Dear Editor,

The aim of the letter is to stress the need of creating unified recommendations concerning early burn wound excision in cases of mass casualty burns exclusively. There are several triage methods, both for civilian and military circumstances, that govern burn casualty triage and evacuation from the incident site, as well as hospital referral up to 120 h from the disaster. Most burn response plans allow for burn surgery to be delayed even for several days until secondary triage is performed and the patient is transferred to a burn centre. However, data regarding further management of burn casualties is limited.

The act of the first responders is limited to evacuation and implementation of proper fluid resuscitation, but there are various unpredictable factors, like geographical location, number of rescuers available, and type of the event, that might influence the operation. In austere circumstances and in mass casualty events the number of burned patients may exceed the abilities of the first responders. This may lead to delay of first aid as well as delay in definitive surgical treatment. World Health Organization (WHO) recommendations for early wound care include performing life-saving procedures such as escharotomy, fasciotomy, and wound cleaning at the first receiving hospital. We need to stress that, most burn patients are treated at non-burn hospitals, with limitation of burn specific equipment and trained burn surgeon and nurses. The absence of unified recommendations regarding surgical treatment of the burn wound is a serious problem. Early burn wound excision performed within the first 48 h postburn significantly reduces mortality and in-hospital stay even in the case of major burns. Early surgical intervention and eschar removal decrease mortality by reducing bleeding, infection risk, and energy demand. Delay in necrectomy and skin grafting leads to wound infection, and may result in serious septic complications.

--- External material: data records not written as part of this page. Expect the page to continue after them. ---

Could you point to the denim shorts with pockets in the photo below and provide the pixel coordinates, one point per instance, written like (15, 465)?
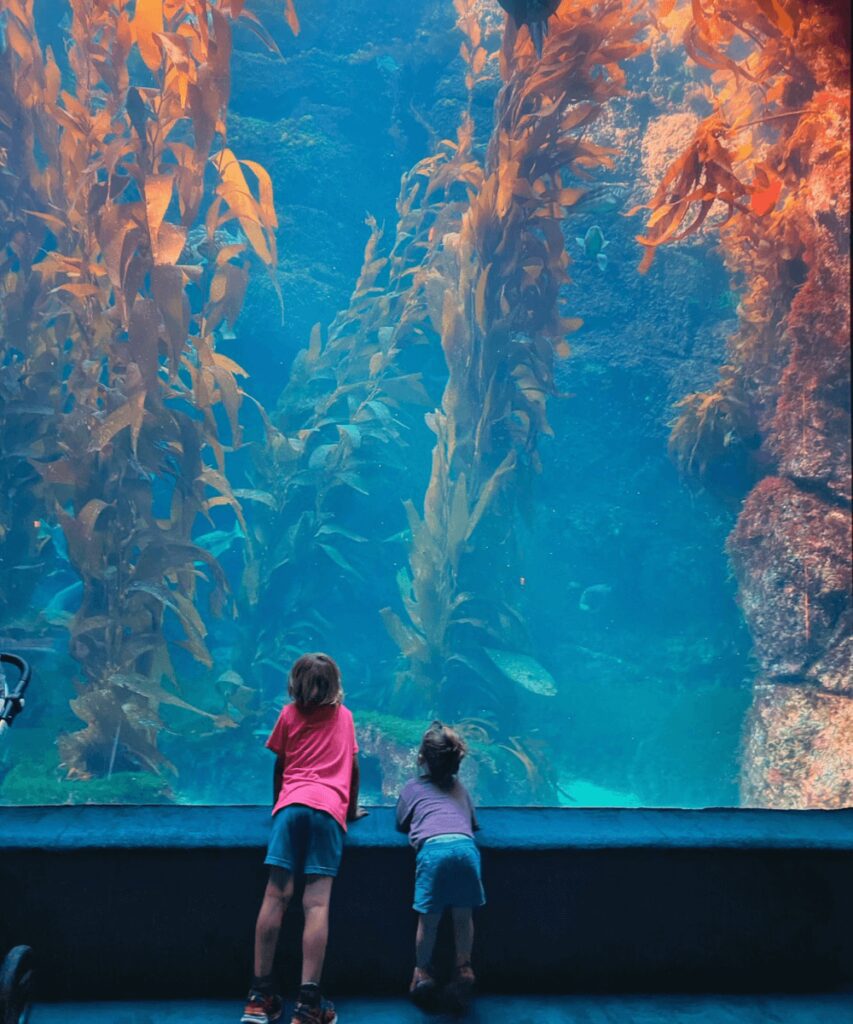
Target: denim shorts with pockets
(448, 873)
(305, 841)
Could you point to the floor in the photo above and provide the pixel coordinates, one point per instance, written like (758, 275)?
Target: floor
(496, 1010)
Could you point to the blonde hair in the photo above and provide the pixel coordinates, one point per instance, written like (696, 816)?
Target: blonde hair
(441, 752)
(314, 681)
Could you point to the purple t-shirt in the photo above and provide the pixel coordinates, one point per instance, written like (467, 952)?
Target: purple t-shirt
(425, 810)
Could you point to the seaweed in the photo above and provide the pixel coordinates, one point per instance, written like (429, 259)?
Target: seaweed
(338, 438)
(774, 124)
(493, 292)
(116, 318)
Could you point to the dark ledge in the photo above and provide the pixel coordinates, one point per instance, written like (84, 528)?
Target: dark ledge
(170, 826)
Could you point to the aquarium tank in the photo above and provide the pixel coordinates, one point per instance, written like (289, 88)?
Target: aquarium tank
(499, 349)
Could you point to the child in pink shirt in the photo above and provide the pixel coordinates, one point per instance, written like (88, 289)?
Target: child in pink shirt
(315, 793)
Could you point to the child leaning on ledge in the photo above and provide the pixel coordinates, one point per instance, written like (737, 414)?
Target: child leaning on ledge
(436, 811)
(315, 793)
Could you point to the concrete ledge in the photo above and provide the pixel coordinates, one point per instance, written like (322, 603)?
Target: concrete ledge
(160, 901)
(167, 826)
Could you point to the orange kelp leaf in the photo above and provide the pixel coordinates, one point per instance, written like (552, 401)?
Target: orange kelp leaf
(264, 193)
(88, 515)
(257, 29)
(128, 415)
(291, 16)
(79, 291)
(48, 218)
(158, 197)
(235, 189)
(479, 299)
(229, 365)
(147, 22)
(776, 12)
(763, 200)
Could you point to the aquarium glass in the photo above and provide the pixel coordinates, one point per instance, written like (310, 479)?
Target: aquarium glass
(503, 356)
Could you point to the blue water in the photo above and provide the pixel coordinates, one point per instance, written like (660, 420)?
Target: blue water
(611, 566)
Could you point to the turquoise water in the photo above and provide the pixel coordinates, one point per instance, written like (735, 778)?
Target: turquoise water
(601, 658)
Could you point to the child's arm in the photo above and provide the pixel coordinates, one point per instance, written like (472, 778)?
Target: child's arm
(353, 811)
(403, 812)
(278, 775)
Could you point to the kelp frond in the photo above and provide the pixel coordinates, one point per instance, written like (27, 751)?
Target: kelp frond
(115, 318)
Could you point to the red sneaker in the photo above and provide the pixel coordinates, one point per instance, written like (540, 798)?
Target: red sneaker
(261, 1009)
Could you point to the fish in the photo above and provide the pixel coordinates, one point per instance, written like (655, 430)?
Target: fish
(58, 610)
(594, 244)
(535, 14)
(26, 643)
(594, 598)
(217, 542)
(523, 670)
(51, 532)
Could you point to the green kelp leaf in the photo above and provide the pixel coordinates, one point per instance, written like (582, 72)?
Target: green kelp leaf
(341, 531)
(321, 456)
(523, 670)
(339, 559)
(410, 643)
(351, 431)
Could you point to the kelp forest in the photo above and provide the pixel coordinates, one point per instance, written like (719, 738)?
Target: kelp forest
(551, 440)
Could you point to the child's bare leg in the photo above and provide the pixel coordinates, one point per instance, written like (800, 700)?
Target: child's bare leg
(425, 941)
(315, 934)
(275, 899)
(463, 933)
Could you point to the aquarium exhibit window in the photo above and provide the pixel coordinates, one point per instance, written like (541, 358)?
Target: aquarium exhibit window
(504, 356)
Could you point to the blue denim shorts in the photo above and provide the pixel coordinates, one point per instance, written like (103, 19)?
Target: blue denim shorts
(448, 873)
(305, 841)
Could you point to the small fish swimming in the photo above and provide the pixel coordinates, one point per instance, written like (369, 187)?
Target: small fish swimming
(58, 609)
(535, 14)
(594, 598)
(50, 531)
(594, 244)
(8, 644)
(217, 542)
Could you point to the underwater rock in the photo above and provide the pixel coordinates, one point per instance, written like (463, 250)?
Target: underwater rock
(798, 749)
(791, 554)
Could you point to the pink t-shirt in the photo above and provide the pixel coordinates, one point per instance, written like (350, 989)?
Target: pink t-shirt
(317, 748)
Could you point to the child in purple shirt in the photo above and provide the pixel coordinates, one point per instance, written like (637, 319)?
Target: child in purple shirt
(438, 815)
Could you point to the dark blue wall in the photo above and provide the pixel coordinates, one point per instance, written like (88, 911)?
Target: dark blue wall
(161, 901)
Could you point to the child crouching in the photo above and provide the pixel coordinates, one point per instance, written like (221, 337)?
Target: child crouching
(436, 811)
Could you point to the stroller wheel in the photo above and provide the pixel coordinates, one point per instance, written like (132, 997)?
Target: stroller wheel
(15, 985)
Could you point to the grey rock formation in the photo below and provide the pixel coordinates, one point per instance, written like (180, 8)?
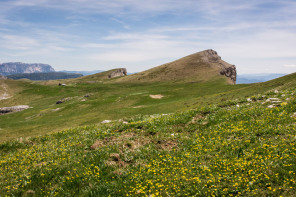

Not only timing of surgery is important. Extent of excision, blood loss and availability of autologous or allogenic skin grafts are also crucial factors determining every necrectomy. Tangential and late excisions are characterized by higher blood loss in comparison to fascial excisions. Fascial technique involves resection of full-thickness burns with underlying skin and subcutaneous fat to the layers of fascia and well-vascularized tissues. In most cases, the extent of a single eschar removal procedure is up to 40% of total body surface, and usually within 20%. The ideal setting for burn wound management is a separate from abdominal surgery operating room, but mass casualty burn events may force medical teams to use other spaces in the ward or intensive care unit.

When definitive surgery is not available, wound control, pain management, and splinting preventing contractures are recommended. There were several reports from low- and middle-income countries stating that early aggressive surgical treatment might not be beneficial in extensive burns, and the risk of iatrogenic complications is high. This might be due to shortages of resources, including specialized equipment, antimicrobial dressings, as well as lack of trained and experienced personnel [1]. Non-surgical burn debridement can be performed with a proteolytic pineapple-derived enzyme, bromelaine [2]. The benefits of the ointment are that it removes necrolytic tissues and can be applied by a trained nurse or doctor, without the need for an operating room. Specific debridement with preservation of the reticular layer of the dermis significantly reduces the area and promotes self-healing [3]. In many cases, skin grafting and further surgical excisions are not necessary, and blood loss is less extensive than with traditional necrectomy. Pain control can be performed with intravenous analgesia [4]. The procedure requires prior moist preparation of the burn wound. Even though bromelaine is recommended for a single removal of 15% of the total body surface area, we have a successful experience of multistage, 2–6 times of 10–15%, enzymatic debridement of 60% total body surface area (TBSA). We have previously remarked that accurate evaluation of burn depth is feasible after enzymatic debridement, and the extent of burn wound requiring definitive closure might be reduced [5]. Non-surgical debridement might be an alternative to comprehensive treatment that relies on eschar separation. Application of an enzymatic ointment is time consuming, it requires less equipment, less blood supply, and the process of training is easier.

There is a strong need for personnel training as a part of burn disaster management plans. A trained burn surgeon in some institutions is recognized as, with at least 3 years or 5 years of experience in a burn unit. Some organisations allow telemedicine in a mean of supporting non-burn hospitals. Response plans for mass burn casualty events should include clear guidelines for early burn excision or debridement.

We hope our opinion will encourage decision makers to prepare detailed burn response plans that would include type and timing of burn wound excision.